An alarming number of young people act as the main carer to a relative or close family member. The most recent official census revealed that in England alone, there are approximately 166,000 carers aged between 5 and 17.

The responsibilities placed on young carers have a detrimental impact on their ability to perform well at school and to prioritise their own mental and physical health in order to prepare for adult life. The Department of Education produced a qualitative report in February 2016* on the lives of young carers in England, and found that caring can have adverse effects on them, including anxiety, stress, tiredness, strain within family relationships, restrictions in social activities and relationships, and under-engagement in education. Research has found that young carers are 1.5 times more likely than their peers to have a special educational need or a disability, and without early intervention they are more likely to develop mental health issues when they are older. A report by the Children’s Society also found that one in twelve young carers in England spends more than 15 hours a week caring for a parent or sibling**. Young carers commonly do not have the opportunity to interact socially because of their responsibilities at home, and therefore lack the confidence to express themselves and to participate in everyday situations.

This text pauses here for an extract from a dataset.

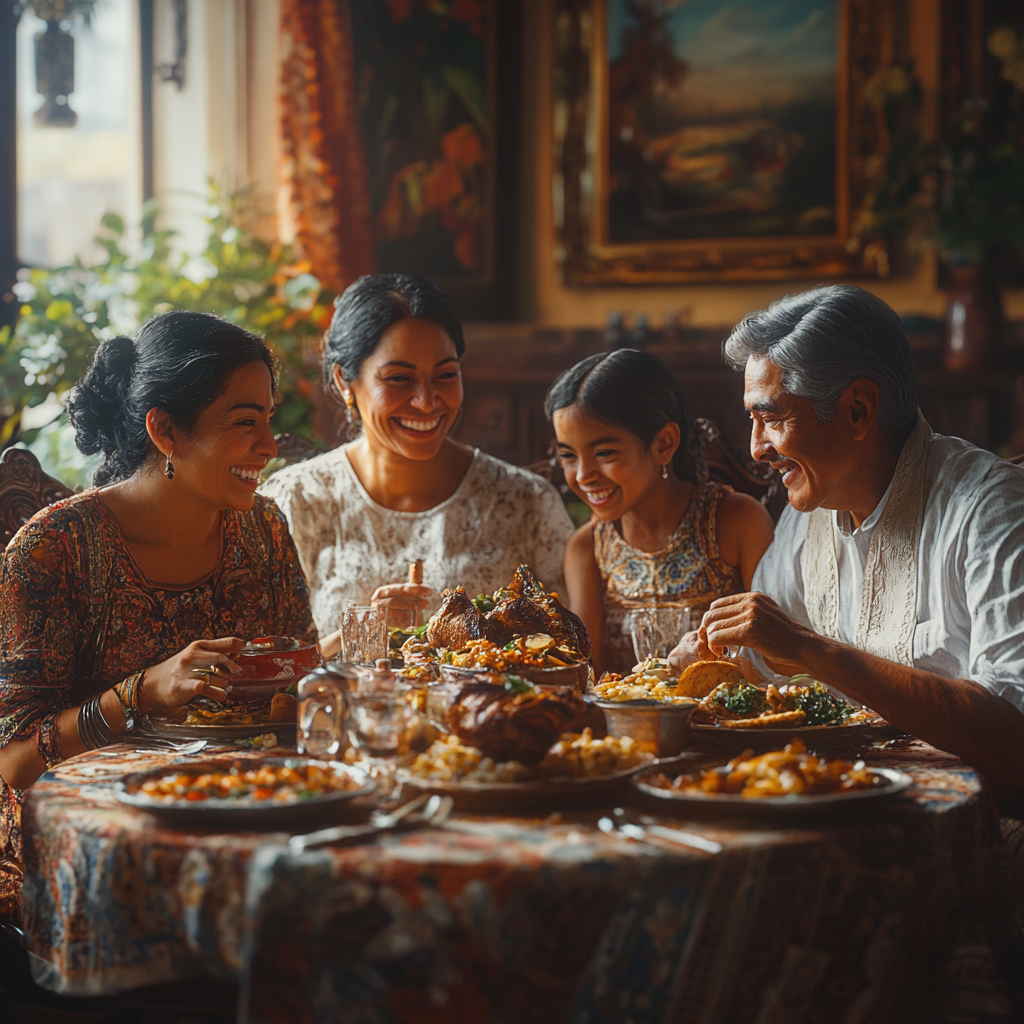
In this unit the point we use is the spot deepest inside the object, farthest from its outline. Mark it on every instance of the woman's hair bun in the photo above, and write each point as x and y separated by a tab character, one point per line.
95	404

Carers are often hidden from the public eye, unwilling to come forward to ask for help and therefore unable to access support networks. The work undertaken by Renaissance Foundation thus serves as a lifeline to the young carers that are involved in the organisation. The charity offers them the chance to take some time away from their responsibilities at home, to boost their confidence and to prioritise their own needs.

Research has revealed that formal and informal support can help to reduce the extent of young carers’ emotional burden. In particular, young carers’ projects, wherein young carers meet other carers who share the same difficulties, are an important source of support and respite for them. The charity provides such a source of formal support, as young carers can meet not only fellow young carers but also young people from different backgrounds, thus expanding their social circle.

*https://www.gov.uk/government/uploads/system/uploads/attachment_data/file/498116/DFE- RB499_The_lives_of_young_carers_in_England_brief.pdf

**http://www.childrenssociety.org.uk/news-and-blogs/press-release/report-reveals-impact-young-carers

School pupils at-risk

There are also numerous reasons for supporting school pupils at-risk, and this is particularly true of those living in the borough of Tower Hamlets – the area in which the Renaissance Foundation currently concentrates its work. According to London’s Poverty Profile, nearly half (49%) of children living in the borough of Tower Hamlets were living in poverty as of February 2013*, the highest rate in London. A recent Social Mobility Commission report** found that children from families of low socio-economic status participate less in sport, physical activity and cultural activity, they have few high status acquaintances and their families engage less with schools, for example parent-teacher meetings. Pupils who fall under this prevalent demographic in the borough (pupils at risk), may be prevented from availing fully of educational opportunities due to harmful environmental distractions in their lives, for example impoverished upbringing, family unemployment, gang exposure and bullying.

There is a clear gap in the aspirations of the UK’s richest and poorest young people. Young people from poor homes are significantly less likely to believe that their life and career goals are achievable. A report published by the Joseph Rowntree Foundation in 2013*** supported well-versed claims that “disadvantaged pupils often have high aspirations. However, they may not know how to achieve them and may struggle to maintain them”. By working with school pupils at risk at a critical time in their development, Renaissance Foundation helps them to focus on their aspirations and provides them with the support required to pursue them. Without this focus, cycles of poverty, poor mental health and self-destructive behaviour may be perpetuated.